The next morning, having consumed alcohol and cocaine the night before, appellant and his brother, Isaac Eguia, decided to drive to complainant’s house in a red Jeep borrowed from their uncle to purchase more cocaine from Torres. Appellant routinely bought his cocaine from Torres and had a line of credit so he could acquire drugs without money on hand.

According to Isaac, appellant went into Torres’s apartment while Isaac fell asleep in the Jeep. Isaac was uncertain as to the time they arrived, but around 8:30 or 9:00 in the morning, a resident of the apartment complex noticed a red Jeep parked near complainant’s apartment. She did not see anyone in it.

Around 10:30 in the morning, Torres’s sister, Jennifer Marrón, attempted to call complainant on the telephone because the two had plans to visit Torres in jail, where he had been for several days. When Mar-rón received no answer, she drove to complainant’s apartment. Marrón did not become concerned for complainant’s safety until her unanswered knocks on complainant’s door were followed by a “thump” against the door from within the apartment. Marrón then called her mother and complainant’s mother. Approximately five minutes later, appellant opened the door. His nose was bleeding and his head was sweaty and bloody. Marrón, who knew appellant because they had gone to school together, asked him if he had been in a fight. He answered in the affirmative and tried to coax Marrón inside the apartment. As she neared the entrance, she saw that “everything was out of place” and noticed “skidmarks of blood ... like something was drug [sic] across the floor.”

Marrón backed away from the door, but appellant grabbed her to pull her into the apartment. Fearing for her life, she managed to free herself from appellant’s grasp as he tore off her shirt and bra, and then she fled to the opposite end of the apartment complex, where she jumped into an occupied parked car belonging to a woman she did not know. Using the woman’s cellular telephone, Marrón summoned the police, her mother, and her boyfriend.
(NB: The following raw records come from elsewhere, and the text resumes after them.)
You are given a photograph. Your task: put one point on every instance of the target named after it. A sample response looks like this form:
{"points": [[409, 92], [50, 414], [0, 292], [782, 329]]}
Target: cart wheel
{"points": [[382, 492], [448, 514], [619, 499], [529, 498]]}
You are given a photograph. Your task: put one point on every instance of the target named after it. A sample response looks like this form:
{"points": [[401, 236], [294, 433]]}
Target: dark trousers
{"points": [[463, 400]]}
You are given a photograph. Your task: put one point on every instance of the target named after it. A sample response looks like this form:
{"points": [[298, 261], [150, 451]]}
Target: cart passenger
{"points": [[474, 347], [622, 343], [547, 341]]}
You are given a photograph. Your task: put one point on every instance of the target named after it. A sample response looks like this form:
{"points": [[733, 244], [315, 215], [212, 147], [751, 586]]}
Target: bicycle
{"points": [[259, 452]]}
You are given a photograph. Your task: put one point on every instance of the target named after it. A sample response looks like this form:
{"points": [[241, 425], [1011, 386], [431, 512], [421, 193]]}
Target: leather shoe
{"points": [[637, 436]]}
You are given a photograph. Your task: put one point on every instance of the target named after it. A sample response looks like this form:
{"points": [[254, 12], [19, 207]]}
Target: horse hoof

Complainant’s mother and stepfather also arrived.

There are conflicting statements concerning where Isaac was at this time, but he was somewhere near the apartment when complainant’s stepfather broke the window adjacent to the front door in order to enter the apartment. Just as the window broke, appellant leapt from the second-story balcony. When she saw appellant, Marrón noticed that he had changed out of the red plaid shirt he had been wearing earlier and now had on a gray T-shirt. Marrón and her companions punched and kicked appellant and beat him with a metal baseball bat. Meanwhile, complainant’s mother and stepfather gained entry into the apartment, where they discovered complainant’s deceased body.

Before police arrived, appellant escaped in the Jeep driven by Isaac. Complainant’s father ran to his truck to pursue the brothers but could not find them.

After Isaac dropped appellant off at their mother’s house, appellant’s wife took *4 him to the hospital for treatment of injuries he had received. A physician’s assistant cleaned the blood off appellant’s face and treated three lacerations, one on the webbed skin of his right hand where his thumb met his palm and two on the inside of his right leg near his knee. The leg lacerations measured thirty-five and forty-five millimeters in length. The physician’s assistant testified that lacerations are usually caused by very sharp instruments like knives or glass. She also remarked that appellant had “a lot of blood all over his body.” Officers detained appellant at the hospital.

DNA analysis confirmed, within a statistical probability, that appellant and complainant both had each other’s blood on either their person or clothing, and mixtures of their blood were found in numerous locations around the apartment. One .police officer testified that during knife attacks, it is common for both the assailant and the victim to be cut and their blood to mix. Except for the master bathroom, police investigators found blood in every room of the apartment. Through DNA analysis, investigators located what was positively identified as complainant’s blood on the soles of appellant’s feet, the interior front doorknob, a blood-soaked pair of blue jeans, and a seven-inch-long kitchen knife that the assistant medical examiner found tangled in complainant’s hair. DNA evidence also showed that appellant’s blood was on numerous surfaces, particularly a new baby crib, Marron’s clothing, and underneath complainant’s fingernails.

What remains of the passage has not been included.